One thing my therapist is helping me realize is that many of the things I do for my health are actually choices on my part. I often feel trapped, like I have no options, but that’s actually not true.

Take the party I went to recently. I put on my sexy new dress: tight, red, showing cleavage, and making me look hot. This is the sexiest dress I’ve owned, and I didn’t want to ruin the effect by wearing my big, bulky knee braces. So I made a choice: I didn’t wear them.

2019-06-11 13.02.32

The dress I wore with the knee braces I didn’t

I wear those knee braces every time I leave the house, but since I knew I wouldn’t be doing much walking, what if this time I didn’t? What’s the worst that would happen?

Well, long term I could do permanent damage by wearing away cartilage, but that wouldn’t be an issue for one evening. I would be in pain, but maybe that would be ok? I know the pain, and it would be manageable. I should still be able to drive home, which is the deal-breaker for me.

So I did it. I brought the braces with me, just in case, but I left them in the car. I wore cute sandals with my orthodics in them. The dress calls for heels, but I knew that level of pain wouldn’t be worthwhile. I’m better off in sneakers, but really didn’t want to do that. I wanted to look good, damn it!

I was in a lot of pain for the first part of the party. Eventually, though, I found a good balance between sitting and standing. It meant sometimes sitting when I would rather stand, but that happens a lot even when I wear the knee braces.

But it also meant that I felt good about the way I looked. I kept forgetting that I was “passing” as healthy, so when I asked a guy out on a date and he said yes, he didn’t know about my health issues. When I showed up to our date in a cute dress and knee braces, I had to explain. I wasn’t doing it to pass, though. I wasn’t trying to hide my health problems. No, I was simply trying to look good in my new dress. And what’s so bad about that?

It is a privilege that I was able to make that choice. I know that some day I might not be able to. But somewhere in the midst of everything, I realized something important: I wasn’t simply choosing to not wear my knee braces. I was choosing to boost my emotional health at the cost of my physical health. That was the true choice that I made.
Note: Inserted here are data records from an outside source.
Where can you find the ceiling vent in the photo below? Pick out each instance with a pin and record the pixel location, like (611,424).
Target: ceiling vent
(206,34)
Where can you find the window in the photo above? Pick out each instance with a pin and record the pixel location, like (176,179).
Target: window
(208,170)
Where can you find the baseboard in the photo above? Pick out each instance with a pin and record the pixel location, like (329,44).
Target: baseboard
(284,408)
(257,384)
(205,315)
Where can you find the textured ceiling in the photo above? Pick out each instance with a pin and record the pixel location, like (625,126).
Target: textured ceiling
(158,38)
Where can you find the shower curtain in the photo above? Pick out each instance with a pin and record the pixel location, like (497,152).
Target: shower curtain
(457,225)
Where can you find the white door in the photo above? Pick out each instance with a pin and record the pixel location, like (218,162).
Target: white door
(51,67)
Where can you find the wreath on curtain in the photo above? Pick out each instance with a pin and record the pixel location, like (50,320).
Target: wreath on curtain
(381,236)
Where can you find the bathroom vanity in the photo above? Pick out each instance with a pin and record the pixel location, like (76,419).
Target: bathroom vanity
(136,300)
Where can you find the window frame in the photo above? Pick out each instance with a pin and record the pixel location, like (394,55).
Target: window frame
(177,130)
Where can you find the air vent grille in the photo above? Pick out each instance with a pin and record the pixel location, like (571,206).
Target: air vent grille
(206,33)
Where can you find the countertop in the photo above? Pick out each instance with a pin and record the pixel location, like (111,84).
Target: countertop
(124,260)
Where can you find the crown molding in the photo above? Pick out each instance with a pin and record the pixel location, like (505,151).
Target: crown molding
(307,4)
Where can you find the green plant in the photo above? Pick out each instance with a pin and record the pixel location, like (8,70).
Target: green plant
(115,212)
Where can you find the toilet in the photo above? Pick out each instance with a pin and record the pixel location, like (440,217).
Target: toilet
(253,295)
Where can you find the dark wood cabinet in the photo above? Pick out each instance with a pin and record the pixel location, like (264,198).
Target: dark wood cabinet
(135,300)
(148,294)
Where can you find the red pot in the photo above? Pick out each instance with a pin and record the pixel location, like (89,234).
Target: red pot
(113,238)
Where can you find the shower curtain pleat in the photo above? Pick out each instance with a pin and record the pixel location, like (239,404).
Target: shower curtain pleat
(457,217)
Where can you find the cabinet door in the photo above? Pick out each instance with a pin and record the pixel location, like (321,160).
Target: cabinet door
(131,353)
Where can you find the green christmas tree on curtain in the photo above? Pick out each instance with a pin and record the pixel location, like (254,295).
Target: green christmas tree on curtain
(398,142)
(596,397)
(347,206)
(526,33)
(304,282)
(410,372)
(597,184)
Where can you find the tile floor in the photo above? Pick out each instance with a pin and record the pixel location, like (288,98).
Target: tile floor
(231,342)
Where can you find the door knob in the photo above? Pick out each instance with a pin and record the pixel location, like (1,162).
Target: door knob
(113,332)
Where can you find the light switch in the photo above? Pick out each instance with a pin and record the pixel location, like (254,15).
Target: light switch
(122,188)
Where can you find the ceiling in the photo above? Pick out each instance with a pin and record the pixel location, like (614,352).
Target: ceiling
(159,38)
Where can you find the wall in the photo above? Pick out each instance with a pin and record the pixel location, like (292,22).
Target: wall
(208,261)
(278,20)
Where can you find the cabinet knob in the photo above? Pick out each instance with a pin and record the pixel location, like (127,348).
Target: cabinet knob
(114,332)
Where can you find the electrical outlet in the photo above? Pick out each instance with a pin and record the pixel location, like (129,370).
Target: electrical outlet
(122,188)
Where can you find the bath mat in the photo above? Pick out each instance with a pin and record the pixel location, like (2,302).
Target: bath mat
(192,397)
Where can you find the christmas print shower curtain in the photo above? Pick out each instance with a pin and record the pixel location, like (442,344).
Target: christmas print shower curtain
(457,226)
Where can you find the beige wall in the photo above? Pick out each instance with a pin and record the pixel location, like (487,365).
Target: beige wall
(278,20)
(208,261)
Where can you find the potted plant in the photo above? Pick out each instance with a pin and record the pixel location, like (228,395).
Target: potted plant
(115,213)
Within two days my knee pain levels had returned to normal, but the memory of how I felt all dressed up has stayed with me. It’s spring now, and even though I wear skirts and dresses almost every day, I will be wearing my knee braces whenever I go out. That, too, is a choice that I am making. The thing I have to remember, though, is that it is a choice. I am choosing whether or not to do the thing that is best for my physical health. And occasionally, it best not to do that thing, and to give my mental health a boost instead.